In a 53-page ruling, Sebelius also said the Kansas Blues would be "weaker financially" if the deal moved ahead, because it calls for paying $131 million of the insurer's surplus to subscribers. As a mutual plan, Kansas Blue Cross is owned by its members, who would receive part of the proceeds if it were sold.
The Kansas case attracted attention in Maryland this month when a critic of the CareFirst deal, Del. Michael E. Busch, chairman of the House Economic Matters Committee, distributed copies of a consultants' report from Kansas to Maryland legislators. That report focused on premium increases it said would result as the would-be acquirer, Anthem Inc. of Indiana, tried to improve the profit margin of the Kansas Blues.
However, a CareFirst spokesman, James P. Day, said, "There are too many differences in the two situations to compare" the Kansas and Maryland deals. Day said that while the Kansas Blues are a mutual company, CareFirst is a nonprofit that is, in effect, owned by the public.

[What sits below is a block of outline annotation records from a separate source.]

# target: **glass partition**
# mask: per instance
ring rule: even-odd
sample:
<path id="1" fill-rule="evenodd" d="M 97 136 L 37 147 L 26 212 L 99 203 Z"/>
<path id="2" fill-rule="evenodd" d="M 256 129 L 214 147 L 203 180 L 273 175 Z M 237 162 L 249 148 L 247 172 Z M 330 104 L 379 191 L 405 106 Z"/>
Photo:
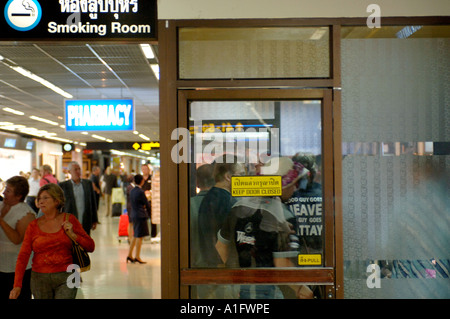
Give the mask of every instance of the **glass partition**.
<path id="1" fill-rule="evenodd" d="M 345 298 L 449 298 L 450 28 L 342 28 Z"/>
<path id="2" fill-rule="evenodd" d="M 329 78 L 329 43 L 329 27 L 181 28 L 179 78 Z"/>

That means the purchase price for the CareFirst, $1.3 billion, would be given to a foundation for health or a similar public purpose.
Dawn Touzin, a staff member with Community Catalyst, a Boston-based advocacy group, said: "I think pointing to the possibility of a conversion foundation is a distraction. In Kansas, they said, `First go to Question One: Should there be a conversion in the first place?'" Touzin appeared as a witness in Kansas hearings opposing the deal. Her organization is working with consumer groups in Maryland.
Busch said yesterday of the Kansas-Maryland comparison, "There are some differences, no doubt about it, but there are some basic issues that are exactly the same."
Among those issues, he said, was whether the state wanted to see a "locally based company" that had been its "health care partner" pass to out-of-state control. WellPoint is based in Thousand Oaks, Calif.
Larsen said, "To the extent that a similar rationale was offered" in Kansas, he would be interested in reading the analysis by his Kansas counterpart.
"As a general matter," Larsen said, "we're going to be looking at what has happened in all the other states, including Kansas." About a dozen states have Blue Cross plans that have converted to for-profit operation.
Bob Hanson, public affairs coordinator for the Kansas Blues, said the company had not decided whether to appeal the decision. "Everything at this point is at an evaluative stage," he said.